Jenggot yang tebal maka cukup disela-sela dibagian luar saja adapun didalam maka tidak perlu. Untuk menyela-nyela jari baik tangan maupun kaki maka jika seandainya tidak bisa sampainya air kecuali harus dengan disela-sela maka menjadi wajib hukumnya.

Cara menyela jari-jari kaki maka dimulai dari jari kelingking sebelah kanan dan ditutup dengan jari kelingking sebelah kiri dengan menggunakan jari kelingking sebelah kiri.

8.     Mendahulukan yang kanan dari yang kiri.

Hal ini Berdasarkan hadits ‘Aisyah Radhiyallahu anhuma :

 

كَـانَ رَسُوْلُ اللهِ صَلَّى اللهُ عَلَيْهِ وَسَلَّمَ يُحِبُّ التَّيَـامُنُ فِيْ تَنَعُّلِهِ وَتَرَجُّلِهِ وَطَهُوْرِهِ وَفِيْ شَأْنِهِ كُلِّهِ.

 

“Rasulullah Shallallahu ‘alaihi wa sallam suka mendahulukan bagian kanan saat memakai sandal, menyisir rambut, bersuci, dan dalam semua hal (Muttafaq ‘alaihi: [Shahiih al-Bukhari (Fat-hul Baari) (I/269/168)], Shahiih Muslim (I/226 no. 268), (XI/199 no. 4122), dan Sunan an-Nasa-i (I/78).

Juga terdapat dalam hadist ustman yang mana beliau ketika berwhudu beliau memulai dari yang kanan setelah itu yang kiri.

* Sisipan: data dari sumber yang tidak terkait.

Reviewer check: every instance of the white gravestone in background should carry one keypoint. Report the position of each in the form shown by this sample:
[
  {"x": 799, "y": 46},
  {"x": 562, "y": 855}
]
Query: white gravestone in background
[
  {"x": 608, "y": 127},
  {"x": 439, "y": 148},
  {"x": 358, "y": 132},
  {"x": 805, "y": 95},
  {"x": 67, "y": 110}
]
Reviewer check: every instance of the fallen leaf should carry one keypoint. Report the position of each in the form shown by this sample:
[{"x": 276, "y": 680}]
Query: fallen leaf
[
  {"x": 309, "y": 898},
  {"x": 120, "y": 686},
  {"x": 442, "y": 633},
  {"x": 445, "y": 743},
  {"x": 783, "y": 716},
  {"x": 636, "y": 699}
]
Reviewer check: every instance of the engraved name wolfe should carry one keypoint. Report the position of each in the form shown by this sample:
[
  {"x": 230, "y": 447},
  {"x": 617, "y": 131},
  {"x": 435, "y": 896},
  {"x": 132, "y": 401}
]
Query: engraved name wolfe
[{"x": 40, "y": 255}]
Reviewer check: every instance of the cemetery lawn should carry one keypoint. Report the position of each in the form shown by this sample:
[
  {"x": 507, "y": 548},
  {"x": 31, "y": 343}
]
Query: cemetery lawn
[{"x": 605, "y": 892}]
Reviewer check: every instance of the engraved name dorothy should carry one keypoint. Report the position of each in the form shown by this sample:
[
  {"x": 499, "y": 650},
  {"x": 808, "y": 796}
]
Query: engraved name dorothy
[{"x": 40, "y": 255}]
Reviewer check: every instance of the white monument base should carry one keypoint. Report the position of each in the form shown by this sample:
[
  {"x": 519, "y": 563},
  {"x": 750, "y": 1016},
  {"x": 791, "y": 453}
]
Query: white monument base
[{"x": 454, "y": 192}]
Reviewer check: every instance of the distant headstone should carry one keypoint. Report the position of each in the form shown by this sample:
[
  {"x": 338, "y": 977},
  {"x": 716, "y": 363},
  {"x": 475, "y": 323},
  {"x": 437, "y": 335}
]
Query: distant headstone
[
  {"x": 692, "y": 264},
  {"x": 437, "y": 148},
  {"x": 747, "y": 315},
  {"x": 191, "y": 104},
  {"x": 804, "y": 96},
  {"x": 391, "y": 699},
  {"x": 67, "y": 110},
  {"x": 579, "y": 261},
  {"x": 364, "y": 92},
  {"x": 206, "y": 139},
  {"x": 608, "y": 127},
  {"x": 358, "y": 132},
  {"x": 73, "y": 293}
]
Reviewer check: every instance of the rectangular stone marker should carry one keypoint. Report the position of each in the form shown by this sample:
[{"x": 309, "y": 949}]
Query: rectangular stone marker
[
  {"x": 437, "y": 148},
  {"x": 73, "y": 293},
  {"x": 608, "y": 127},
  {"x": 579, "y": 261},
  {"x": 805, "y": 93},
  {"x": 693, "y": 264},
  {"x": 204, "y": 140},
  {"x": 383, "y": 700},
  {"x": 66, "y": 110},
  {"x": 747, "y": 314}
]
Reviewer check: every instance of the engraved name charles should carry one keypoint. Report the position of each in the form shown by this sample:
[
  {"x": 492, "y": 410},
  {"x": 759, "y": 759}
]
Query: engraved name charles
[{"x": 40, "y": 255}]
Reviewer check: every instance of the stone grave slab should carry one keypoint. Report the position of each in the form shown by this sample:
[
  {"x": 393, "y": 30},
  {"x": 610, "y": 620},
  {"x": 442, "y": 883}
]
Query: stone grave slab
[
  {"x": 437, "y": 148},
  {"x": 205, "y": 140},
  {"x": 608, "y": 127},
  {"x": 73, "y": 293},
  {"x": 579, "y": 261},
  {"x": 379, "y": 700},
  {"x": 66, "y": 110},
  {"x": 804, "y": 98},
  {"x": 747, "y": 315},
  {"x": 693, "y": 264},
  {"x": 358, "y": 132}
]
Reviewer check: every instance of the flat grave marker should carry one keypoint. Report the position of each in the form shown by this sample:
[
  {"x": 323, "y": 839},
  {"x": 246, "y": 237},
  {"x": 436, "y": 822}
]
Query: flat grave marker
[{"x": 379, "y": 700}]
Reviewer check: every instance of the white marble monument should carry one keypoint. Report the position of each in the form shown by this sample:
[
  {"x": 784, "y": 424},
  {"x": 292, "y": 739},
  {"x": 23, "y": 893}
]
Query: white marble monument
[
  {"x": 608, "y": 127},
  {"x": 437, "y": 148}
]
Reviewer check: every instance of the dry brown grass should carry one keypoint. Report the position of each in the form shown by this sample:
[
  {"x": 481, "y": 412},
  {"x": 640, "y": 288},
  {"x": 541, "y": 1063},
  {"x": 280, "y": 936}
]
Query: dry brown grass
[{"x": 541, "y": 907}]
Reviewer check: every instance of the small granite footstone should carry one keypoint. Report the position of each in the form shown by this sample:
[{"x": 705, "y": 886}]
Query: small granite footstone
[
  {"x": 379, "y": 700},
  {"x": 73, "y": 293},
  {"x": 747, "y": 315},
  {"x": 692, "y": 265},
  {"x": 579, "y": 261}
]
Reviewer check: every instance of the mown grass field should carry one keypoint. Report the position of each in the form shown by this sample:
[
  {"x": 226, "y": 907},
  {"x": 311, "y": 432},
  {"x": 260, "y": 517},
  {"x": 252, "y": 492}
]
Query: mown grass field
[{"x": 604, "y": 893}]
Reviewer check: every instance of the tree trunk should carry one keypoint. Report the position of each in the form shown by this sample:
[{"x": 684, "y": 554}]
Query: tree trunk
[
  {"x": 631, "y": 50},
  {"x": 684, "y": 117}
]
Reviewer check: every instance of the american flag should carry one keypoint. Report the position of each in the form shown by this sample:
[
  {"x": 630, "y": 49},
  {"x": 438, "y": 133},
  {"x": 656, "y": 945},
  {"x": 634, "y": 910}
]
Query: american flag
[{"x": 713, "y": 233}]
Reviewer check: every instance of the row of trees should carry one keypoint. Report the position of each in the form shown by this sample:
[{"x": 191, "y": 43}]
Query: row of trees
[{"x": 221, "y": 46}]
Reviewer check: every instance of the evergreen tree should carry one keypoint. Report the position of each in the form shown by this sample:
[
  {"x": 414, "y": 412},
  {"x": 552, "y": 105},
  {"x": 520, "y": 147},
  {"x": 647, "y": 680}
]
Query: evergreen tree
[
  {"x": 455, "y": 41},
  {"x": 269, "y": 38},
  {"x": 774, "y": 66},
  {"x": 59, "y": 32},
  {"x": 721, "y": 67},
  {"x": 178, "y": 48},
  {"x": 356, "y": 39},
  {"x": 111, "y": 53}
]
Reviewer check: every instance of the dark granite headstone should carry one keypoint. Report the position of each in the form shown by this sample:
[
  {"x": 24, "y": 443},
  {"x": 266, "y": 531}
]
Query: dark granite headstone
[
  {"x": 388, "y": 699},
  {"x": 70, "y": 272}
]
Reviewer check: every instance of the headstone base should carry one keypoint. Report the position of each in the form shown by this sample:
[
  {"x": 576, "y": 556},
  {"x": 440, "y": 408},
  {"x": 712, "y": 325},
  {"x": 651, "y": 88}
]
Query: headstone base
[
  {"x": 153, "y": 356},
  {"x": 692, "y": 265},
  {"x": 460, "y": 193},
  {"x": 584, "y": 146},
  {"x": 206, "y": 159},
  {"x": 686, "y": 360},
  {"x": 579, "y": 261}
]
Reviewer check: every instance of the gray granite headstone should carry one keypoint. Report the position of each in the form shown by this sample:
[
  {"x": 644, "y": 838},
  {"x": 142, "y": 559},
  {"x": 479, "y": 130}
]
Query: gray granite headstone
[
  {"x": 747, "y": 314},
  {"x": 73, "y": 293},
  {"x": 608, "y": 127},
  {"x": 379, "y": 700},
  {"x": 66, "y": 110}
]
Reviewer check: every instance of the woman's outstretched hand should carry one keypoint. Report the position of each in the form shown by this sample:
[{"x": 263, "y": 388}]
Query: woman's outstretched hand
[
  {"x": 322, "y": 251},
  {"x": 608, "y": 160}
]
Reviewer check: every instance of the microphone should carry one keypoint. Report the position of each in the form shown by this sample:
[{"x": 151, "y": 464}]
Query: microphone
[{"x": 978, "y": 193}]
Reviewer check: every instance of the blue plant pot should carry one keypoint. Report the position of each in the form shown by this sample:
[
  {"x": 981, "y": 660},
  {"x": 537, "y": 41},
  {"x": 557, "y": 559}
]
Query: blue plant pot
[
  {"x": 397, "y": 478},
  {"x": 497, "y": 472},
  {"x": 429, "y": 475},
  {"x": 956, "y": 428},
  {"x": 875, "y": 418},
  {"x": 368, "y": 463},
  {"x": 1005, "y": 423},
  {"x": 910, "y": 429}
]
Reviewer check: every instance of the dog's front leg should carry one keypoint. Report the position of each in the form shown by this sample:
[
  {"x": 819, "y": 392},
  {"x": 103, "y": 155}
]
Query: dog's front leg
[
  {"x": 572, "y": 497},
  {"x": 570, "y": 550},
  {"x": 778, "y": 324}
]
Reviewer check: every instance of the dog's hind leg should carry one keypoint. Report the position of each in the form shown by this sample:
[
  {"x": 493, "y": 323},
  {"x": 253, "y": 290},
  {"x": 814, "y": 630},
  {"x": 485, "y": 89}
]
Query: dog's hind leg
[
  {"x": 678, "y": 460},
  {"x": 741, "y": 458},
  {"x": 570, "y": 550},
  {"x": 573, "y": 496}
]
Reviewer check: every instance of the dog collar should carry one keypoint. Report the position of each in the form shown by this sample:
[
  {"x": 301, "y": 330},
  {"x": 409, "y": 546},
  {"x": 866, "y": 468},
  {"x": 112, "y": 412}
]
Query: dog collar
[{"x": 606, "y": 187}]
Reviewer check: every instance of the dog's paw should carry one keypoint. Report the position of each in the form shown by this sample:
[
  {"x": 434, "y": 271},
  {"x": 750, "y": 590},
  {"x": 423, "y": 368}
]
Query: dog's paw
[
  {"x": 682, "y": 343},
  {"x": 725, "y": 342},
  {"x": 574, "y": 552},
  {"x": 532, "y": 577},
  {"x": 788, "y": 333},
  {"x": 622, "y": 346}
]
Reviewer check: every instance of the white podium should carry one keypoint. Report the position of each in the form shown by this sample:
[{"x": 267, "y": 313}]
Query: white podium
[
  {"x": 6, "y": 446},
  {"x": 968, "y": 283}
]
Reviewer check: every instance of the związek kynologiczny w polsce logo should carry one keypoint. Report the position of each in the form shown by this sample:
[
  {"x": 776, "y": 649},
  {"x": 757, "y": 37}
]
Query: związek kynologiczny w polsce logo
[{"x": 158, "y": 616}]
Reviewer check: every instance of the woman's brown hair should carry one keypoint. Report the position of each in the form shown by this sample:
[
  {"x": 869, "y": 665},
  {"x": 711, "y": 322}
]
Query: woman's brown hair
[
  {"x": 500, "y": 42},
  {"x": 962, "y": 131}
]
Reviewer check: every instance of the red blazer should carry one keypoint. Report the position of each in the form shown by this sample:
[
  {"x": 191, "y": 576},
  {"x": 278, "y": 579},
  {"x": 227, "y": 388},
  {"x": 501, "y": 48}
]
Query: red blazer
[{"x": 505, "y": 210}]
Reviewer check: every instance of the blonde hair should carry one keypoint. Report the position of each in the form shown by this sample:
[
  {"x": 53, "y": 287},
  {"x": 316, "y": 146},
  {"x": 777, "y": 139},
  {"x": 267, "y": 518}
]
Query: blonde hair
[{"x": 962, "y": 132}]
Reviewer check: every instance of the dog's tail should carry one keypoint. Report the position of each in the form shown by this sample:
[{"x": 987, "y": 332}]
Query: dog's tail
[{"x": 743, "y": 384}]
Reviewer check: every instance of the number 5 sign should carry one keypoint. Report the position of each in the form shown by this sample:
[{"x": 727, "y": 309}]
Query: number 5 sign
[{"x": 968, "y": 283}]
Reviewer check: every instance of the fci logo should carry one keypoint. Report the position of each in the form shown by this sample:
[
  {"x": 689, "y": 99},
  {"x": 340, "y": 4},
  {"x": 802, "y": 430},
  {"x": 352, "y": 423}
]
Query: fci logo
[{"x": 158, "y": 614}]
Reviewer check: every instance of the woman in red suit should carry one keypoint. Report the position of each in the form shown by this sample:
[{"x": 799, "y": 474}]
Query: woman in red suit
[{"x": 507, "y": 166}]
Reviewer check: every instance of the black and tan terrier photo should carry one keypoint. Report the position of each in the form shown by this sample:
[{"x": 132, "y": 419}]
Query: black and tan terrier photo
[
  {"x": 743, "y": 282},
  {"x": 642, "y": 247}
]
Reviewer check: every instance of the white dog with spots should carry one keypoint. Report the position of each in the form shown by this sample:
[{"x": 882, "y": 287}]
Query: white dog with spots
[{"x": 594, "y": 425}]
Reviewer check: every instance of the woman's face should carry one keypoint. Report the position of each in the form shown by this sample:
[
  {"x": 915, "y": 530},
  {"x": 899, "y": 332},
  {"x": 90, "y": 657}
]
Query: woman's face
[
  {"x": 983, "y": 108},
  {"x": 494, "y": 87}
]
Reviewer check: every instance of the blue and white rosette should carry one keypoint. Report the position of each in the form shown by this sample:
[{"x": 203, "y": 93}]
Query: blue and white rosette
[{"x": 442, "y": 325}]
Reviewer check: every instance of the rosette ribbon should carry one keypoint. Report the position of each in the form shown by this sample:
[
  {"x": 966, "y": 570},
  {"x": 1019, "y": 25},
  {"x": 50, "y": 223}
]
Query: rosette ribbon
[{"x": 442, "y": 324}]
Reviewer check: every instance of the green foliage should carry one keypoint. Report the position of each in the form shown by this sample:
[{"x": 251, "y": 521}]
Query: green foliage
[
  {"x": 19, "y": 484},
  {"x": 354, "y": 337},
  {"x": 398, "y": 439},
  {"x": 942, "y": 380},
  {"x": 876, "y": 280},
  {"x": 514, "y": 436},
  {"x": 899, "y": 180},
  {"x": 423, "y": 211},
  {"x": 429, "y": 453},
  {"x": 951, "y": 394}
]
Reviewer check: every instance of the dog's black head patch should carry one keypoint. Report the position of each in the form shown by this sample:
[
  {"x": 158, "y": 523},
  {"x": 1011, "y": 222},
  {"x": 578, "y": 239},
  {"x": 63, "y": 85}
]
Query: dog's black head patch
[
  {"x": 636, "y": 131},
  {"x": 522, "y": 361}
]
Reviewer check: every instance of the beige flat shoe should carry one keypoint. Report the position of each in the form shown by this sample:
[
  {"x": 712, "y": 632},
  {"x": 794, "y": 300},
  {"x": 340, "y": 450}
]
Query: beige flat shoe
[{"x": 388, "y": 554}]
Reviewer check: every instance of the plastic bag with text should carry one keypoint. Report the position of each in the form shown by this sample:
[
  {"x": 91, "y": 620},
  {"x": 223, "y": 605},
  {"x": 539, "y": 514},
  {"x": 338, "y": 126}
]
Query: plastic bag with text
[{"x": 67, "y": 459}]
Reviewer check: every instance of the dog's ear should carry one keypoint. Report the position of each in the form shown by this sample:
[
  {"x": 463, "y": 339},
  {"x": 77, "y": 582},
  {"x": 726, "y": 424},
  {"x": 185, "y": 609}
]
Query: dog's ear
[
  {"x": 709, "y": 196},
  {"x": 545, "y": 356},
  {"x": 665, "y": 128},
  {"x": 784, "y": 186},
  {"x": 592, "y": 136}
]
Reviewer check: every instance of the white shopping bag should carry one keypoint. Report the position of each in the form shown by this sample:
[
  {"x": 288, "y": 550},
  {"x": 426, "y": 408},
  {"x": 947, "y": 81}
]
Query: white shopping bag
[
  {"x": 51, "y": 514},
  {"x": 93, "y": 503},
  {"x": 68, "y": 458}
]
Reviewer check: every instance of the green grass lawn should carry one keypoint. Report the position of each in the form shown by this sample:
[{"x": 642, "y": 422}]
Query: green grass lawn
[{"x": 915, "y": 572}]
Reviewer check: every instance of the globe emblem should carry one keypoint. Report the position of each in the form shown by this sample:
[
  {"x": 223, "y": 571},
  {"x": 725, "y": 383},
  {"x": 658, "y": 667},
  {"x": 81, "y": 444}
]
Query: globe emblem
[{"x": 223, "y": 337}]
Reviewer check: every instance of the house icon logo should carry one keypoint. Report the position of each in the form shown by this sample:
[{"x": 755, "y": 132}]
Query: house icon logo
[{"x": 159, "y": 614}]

9.     Bersuci masing-masing tiga kali.

Bersuci tiga kali ini berdasarkan hadist ustman yang mashur, juga berlaku untuk bagian yang dibasuh seperti tangan , kaki dan lainya juga termasuk untuk bagian yang diusap seperti kepala dan lainnya, bahkan ulama syafi’i mengatakan juga disunnahkan ketika berdoa setelah wudhu atau membaca basmalah ketika ingin berwudhu.

10. Muwalah

Maksudnya tidak terputus saat berwudhu, dan pada keadaan tertentu muwalah ini menjadi wajib seperti ketika seseorang yang selalu berhadast ( dawamul hadast ) bahkan muwalah menjadi syarat sah whudu bagi orang yang dawamul hadast. Begitu juga bagi orang yang waktu sholat sudah hampir habis maka muwalah menjadi wajib sekalipun tidak menjadi syarat sah whudu.

 

 

 

 

 

 

 

 

Referensi:

  • Fath Al-Qarib Al-Mujib. Al-‘Allamah Asy-Syaikh Muhammad bin Qasim Al-Ghazi. Penerbit Thaha Semarang.
  • Hasyiyah Al-Baijuri ‘ala Syarh Al-‘Allamah Ibnu Qasim Al-Ghazzi ‘ala Matn Abi Syuja’. Cetakan kedua, Tahun 1441 H. Ibrahim bin Muhammad bin Ahmad Al-Bajuri. Penerbit Dar Al-Minhaj.
  • Mukhtashar Abu Syuja’. Cetakan pertama, Tahun 1428 H. Al-Imam Al-‘Aalim Al-‘Aalamah Ahmad bin Al-Husain Al-Ashfahani Asy-Syafi’i (433-593 H). Penerbit Dar Al-Minhaj.
  • Tahqiq Ar-Raghbaat bi At-Taqsiimaat wa At-Tasyjiiroot li Tholabah Al-Fiqh Asy-Syafii. Syaikh Dr. Labib Najib ‘Abdullah Ghalib.
  • Tashil Al-Intifa’ bi Matn Abi Syuja’ wa Syai’ mimma Ta’allaqa bihi min Dalilin wa Ijma’ min Ath-Thaharah ila Al-Hajj. Syaikh ‘Abdullah bin Muhammad bin Husain Al-Qadiri. www.alukah.net.
  • https://almanhaj.or.id/754-wudhu.html#_ftn15
  •   https://rumaysho.com/31389-matan-taqrib-rukun-dan-sunnah-wudhu.html
  •   https://muslim.or.id/1810-cara-wudhu.html

 

 

sabtu siang, 8 Robiul awal 1445 H, 23 september 2023

di Desa Bakau Kec.Jawai

Abu Abdillah Mubaarok Jeki bin hamdi

Artikel Baitul ILmi

 

         

Posting Komentar untuk "SUNNAH-SUNNAH BERWHUDU "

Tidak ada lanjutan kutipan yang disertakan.